By Devayani Sathyan
BENGALURU (Reuters) – Thailand’s economy grew at its fastest pace in more than a year last quarter, boosted by a rebound in tourism and private consumption, but the outlook was clouded by risks of a global economic slowdown, a Reuters poll predicted.
The recent recovery in tourism, which accounts for about 12% of GDP, offered Thailand’s ailing economy a lifeline in the aftermath of the COVID-19 pandemic but China’s economic setbacks have darkened prospects.
Growth in Southeast Asia’s second-largest economy was estimated at 4.5% year-on-year in the third quarter, according to the median forecast of 13 economists polled on Nov. 11-16, up from 2.5% growth in the previous quarter.
On a quarterly basis, gross domestic product (GDP) was forecast to have grown a seasonally-adjusted 0.9% from 0.7% in the preceding quarter, the median forecast from a smaller sample showed.
Forecasts ranged from 0.2% to 1.2%, highlighting uncertainties surrounding the post-pandemic recovery.

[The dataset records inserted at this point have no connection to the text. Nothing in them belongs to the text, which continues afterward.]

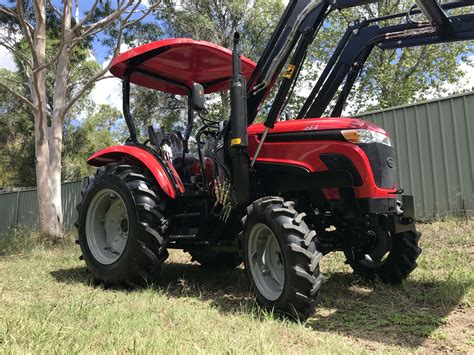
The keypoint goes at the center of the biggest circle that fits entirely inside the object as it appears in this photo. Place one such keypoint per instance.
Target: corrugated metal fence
(21, 207)
(435, 149)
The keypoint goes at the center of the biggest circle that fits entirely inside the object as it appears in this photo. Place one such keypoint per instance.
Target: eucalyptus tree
(27, 22)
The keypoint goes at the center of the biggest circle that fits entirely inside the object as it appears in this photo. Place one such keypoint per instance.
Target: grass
(49, 303)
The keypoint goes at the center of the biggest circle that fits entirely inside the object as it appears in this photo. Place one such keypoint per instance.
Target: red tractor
(277, 196)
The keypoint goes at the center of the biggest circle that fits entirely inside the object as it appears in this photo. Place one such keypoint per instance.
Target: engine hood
(317, 124)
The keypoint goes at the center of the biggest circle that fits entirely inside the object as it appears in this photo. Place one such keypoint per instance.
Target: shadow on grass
(226, 290)
(403, 315)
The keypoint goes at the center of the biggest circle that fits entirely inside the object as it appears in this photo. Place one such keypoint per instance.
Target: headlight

The data will be released on Nov. 21.
“The strong recovery of tourism, as well as the pick-up of consumption likely led the charge in pushing GDP to grow in the third quarter, wherein the push from the former was likely stronger than the latter,” wrote Aris Dacanay, ASEAN economist at HSBC.
“As tourists return more and more by the months regardless of the global challenges ahead, we think Thailand will likely pose another strong GDP print next quarter, and even for 2023.”

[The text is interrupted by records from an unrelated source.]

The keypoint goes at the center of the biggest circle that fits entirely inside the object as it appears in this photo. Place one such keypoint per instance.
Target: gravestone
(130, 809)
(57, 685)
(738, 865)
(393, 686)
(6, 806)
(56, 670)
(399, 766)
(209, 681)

Analysts in a separate Reuters poll expected GDP growth to average 3.3% this year, in line with the Bank of Thailand’s estimate, and then rise to 4.0% in 2023 when tourist arrivals are expected to gather pace.
After some pandemic curbs were lifted late last year, the tourism-driven economy made a steady recovery and is expecting more than ten million tourist arrivals in 2022 and 21 million next year.
That will still be only slightly more than half the visitors welcomed before the pandemic. In 2019, the country recorded 40 million tourist arrivals with more than a quarter of those from China.
“A full and faster recovery in Thailand’s crucial tourism sector is still highly dependent on China’s shift away from zero-covid policy and revival in Chinese outbound foreign travel,” wrote Chua Han Teng, economist at DBS.
With the economy expected to return to pre-pandemic levels next year, the Bank of Thailand (BOT) is likely to continue with a moderate pace of tightening to support the fragile recovery despite inflation running close to a 14-year high.
The BOT has hiked interest rates by a total of 50 basis points since August.